El gran logro de Audiard es filmar la redención sin empalago.
No hay milagros ni moralejas.
Hay un tipo que quiere salir del barro, pero el barro tira.
La música aparece como elemento redentor, sí, pero no como varita mágica: es una disciplina, una lucha, un ejercicio casi físico de volver a ser humano.
Cada vez que Tom se sienta al piano, no está tocando notas: está pidiendo perdón.
Y ahí entra Romain Duris, que está sublime. Su interpretación es puro nervio. Se mueve con esa mezcla de energía y fragilidad que lo hace imprevisible: puede abrazar o puede romperte la cara.
Pero cuando toca el piano, el rostro se le suaviza. Por un momento, deja de ser el hijo del delincuente para ser el hijo de la pianista. Y en ese instante, el cine alcanza su punto más alto.
El contraste entre los dos mundos —el de los golpes y el de las teclas— está rodado con una precisión casi musical.
Audiard monta las escenas de violencia como si fueran percusión: rítmicas, cortantes, secas.
Y las del piano como si fueran un adagio de Chopin, donde el tiempo se detiene y el aire se llena de humanidad.
No hay palabras grandilocuentes, pero hay verdad, y eso vale más.
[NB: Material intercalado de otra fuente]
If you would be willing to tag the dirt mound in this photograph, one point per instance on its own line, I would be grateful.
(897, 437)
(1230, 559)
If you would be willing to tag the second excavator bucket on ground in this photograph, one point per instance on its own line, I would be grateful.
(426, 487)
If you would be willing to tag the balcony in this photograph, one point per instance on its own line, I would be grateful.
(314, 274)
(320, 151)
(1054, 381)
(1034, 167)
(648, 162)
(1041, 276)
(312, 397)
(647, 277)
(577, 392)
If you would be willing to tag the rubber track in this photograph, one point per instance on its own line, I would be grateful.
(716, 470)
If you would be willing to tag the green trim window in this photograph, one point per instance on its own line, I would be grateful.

El guion es, además, una sinfonía de silencios.
Tom apenas habla, pero su cuerpo lo dice todo: el temblor de sus manos, la mirada perdida cuando escucha un acorde, la forma en que aprieta los dientes cuando intenta contener su ira.
Es un personaje que no busca el éxito, sino la paz.
Y en ese sentido, De latir, mi corazón se ha parado es casi una película espiritual, pero sin santos ni vírgenes, solo con hombres que intentan dejar de pegar para empezar a tocar.
La música, aquí, es la posibilidad del perdón.
No de los demás, sino de uno mismo.
Es la manera que tiene Tom de demostrar que no está condenado, que debajo de la rabia todavía queda algo que merece la pena salvar.
Y eso, en los tiempos que corren, ya es casi una declaración política.
Visualmente, la película es puro Audiard: fotografía granulada, luces frías, interiores asfixiantes, y una cámara que no juzga, solo observa.
El ritmo es pausado, pero cada plano tiene el peso exacto.
Nada sobra. Nada se explica. Todo se siente.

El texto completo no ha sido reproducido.